There are plenty of plugins that help you manage how your site should be cached but ones that we’ve tried and tested are W3 Total Cache, WP Rocket and WP Fastest Cache. We can thoroughly recommend all of them and it’s down to you which ones fits your needs best.
WordPress runs on PHP, which is a dynamic language that runs the code when you load the page. Imagine your homepage has a heading and an image, when the user loads the page PHP tells the server where it can find that file/text in the database and then outputs the HTML for the browser to display. This is great, but serving dynamic content like this causes a wait and also imposes a load on the server.
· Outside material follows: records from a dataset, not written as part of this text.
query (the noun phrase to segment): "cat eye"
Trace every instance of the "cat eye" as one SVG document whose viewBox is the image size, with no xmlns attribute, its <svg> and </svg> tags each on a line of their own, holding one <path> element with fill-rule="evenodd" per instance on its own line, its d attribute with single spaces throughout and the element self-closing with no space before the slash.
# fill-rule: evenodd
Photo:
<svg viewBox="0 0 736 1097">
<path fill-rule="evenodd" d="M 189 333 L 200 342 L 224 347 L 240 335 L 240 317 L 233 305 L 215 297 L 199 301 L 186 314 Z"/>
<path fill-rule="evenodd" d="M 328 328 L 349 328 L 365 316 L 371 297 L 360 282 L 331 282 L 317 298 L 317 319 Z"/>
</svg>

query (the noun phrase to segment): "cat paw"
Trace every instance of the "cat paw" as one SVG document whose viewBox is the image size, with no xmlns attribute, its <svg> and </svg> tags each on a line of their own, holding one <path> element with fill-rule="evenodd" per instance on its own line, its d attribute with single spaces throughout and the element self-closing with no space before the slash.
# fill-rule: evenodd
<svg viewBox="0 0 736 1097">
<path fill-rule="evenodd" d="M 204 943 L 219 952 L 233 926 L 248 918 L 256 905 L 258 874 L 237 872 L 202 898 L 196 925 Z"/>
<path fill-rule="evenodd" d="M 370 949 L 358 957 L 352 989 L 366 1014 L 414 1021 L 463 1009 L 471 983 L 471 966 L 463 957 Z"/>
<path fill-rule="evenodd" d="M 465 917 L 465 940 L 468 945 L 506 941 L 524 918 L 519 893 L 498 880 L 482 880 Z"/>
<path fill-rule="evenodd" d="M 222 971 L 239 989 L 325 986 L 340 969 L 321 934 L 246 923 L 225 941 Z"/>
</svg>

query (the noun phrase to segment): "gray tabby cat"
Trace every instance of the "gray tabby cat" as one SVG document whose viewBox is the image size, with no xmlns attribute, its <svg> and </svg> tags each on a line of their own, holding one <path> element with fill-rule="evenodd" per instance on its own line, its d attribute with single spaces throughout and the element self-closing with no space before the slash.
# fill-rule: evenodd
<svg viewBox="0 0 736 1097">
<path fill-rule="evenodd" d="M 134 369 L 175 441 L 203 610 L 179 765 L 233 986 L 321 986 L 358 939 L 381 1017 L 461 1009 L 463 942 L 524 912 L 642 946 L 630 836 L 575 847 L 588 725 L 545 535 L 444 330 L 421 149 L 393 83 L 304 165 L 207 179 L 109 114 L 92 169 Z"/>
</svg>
Now unless you’re updating your site every minute, it doesn’t make sense to do this every time someone views your site. What if we could run the PHP once and save a copy of the outputted result and serve that to the user? Sounds like a dream, I know.
Fortunately we can do that. There’s a NGINX add-on for WP Rocket which allows us to serve previously cached files without calling WordPress at all. This makes load times lightning quick. It also does other bits like add headers to control browser caching.
This is just a brief overview and by no means comprehensive of how to optimise a WordPress site. Tools we’ve found very useful are Pingdom, Varvy and GT Metrix, and they can really help you determine where you can improve your site’s load time.